For a cool grand, you’ll get some of the most unusual looking speaker systems ever to see the light of day. As my son Matt noted, they look like two alien noggins from “Indiana Jones & the Kingdom of the Crystal Skulls” sitting on my desk.

Novelty appearance aside, the GLA-55 is still a 2.0 speaker system that lacks a subwoofer. It offers substantial bass and as clear, accurate sound as I’ve heard on any 2.0 system. But for less than half the price, you can my favorite set of desktop speakers: Bose’s $399 Companion 5 faux 5.1 system.

The GLA-55 sports three-inch Atlas aluminum-cone woofers, easy-to-use touch controls and LEDs on the front of each speaker that tell you if the speaker is on, if it’s standby mode or if it’s muted.

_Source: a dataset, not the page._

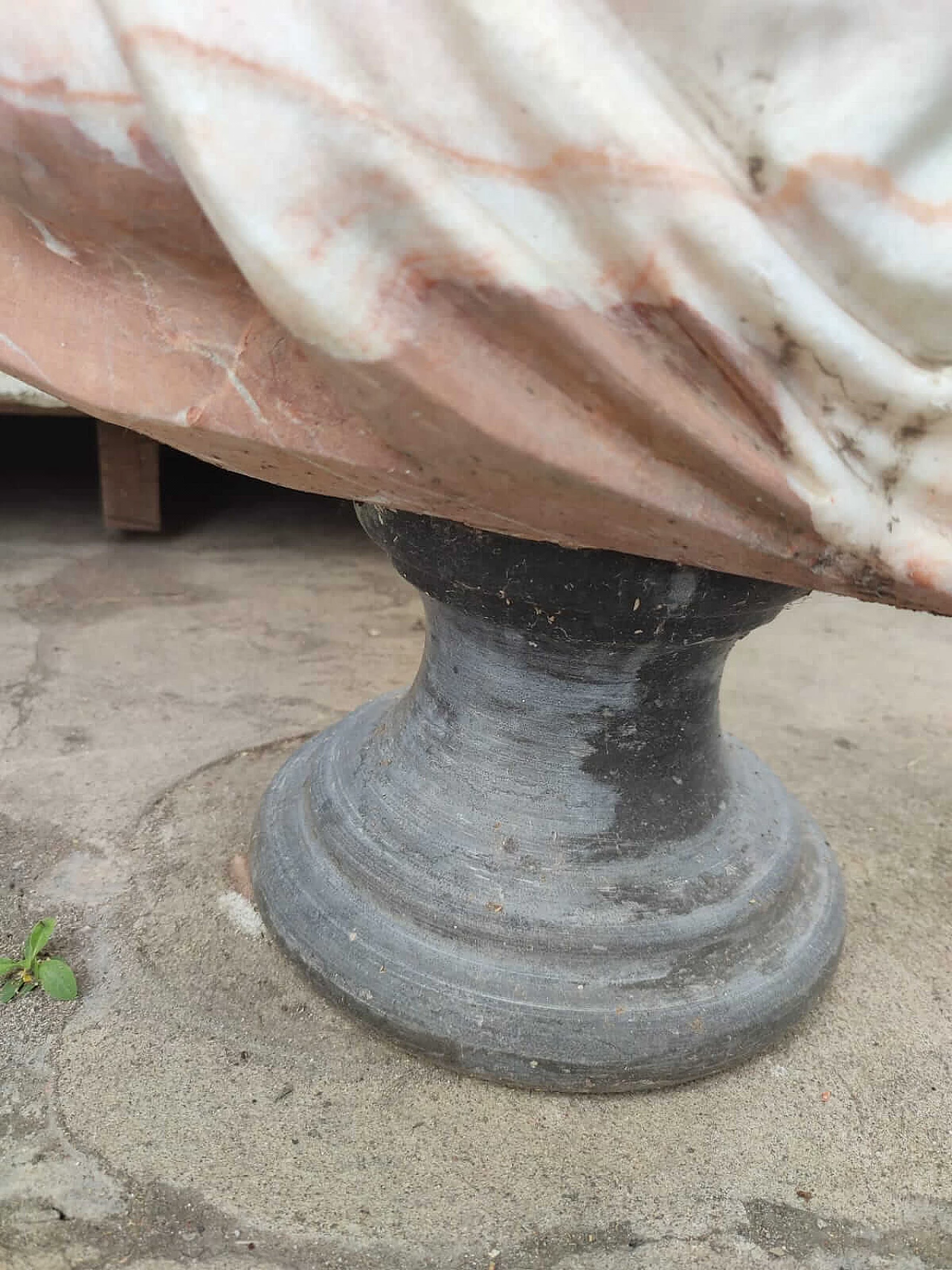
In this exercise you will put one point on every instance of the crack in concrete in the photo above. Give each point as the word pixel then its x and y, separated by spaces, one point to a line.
pixel 25 695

Each satellite touts 56 watts at 1% THD, and the frequency response is 35Hz-20kHz.

In the GLA-55’s defense, it’s versatile enough to work with your computer, iPod, or virtually any audio device with a 3.5mm (1/8-inch) output. And the sound is very, very good — just not $1,000 good. The GLA-55 features the same edge-driven Ceramic Metal Matrix Diaphragm (CMMD) dome tweeter found in high-end Harman Kardon loudspeakers.

All bass ports reduce distortion by venting the internal pressure created in the normal movement of woofer cones. Also, the unorthodox shape of the GLA-55’s Slipstream port purportedly provides more surface area outside the enclosure than conventional cylindrical ports, creating an “adverse pressure gradient.” According to the folks at Harman Kardon, that increases bass output with reduced port noise and distortion.

I won’t argue that this may be the best sounding 2.0 speaker system ever engineered, as claimed by Harman Kardon, which describes the GLA-55 as “audio jewelry.” Like much jewelry, it’s expensive. And you’ll be paying for looks more than audio quality.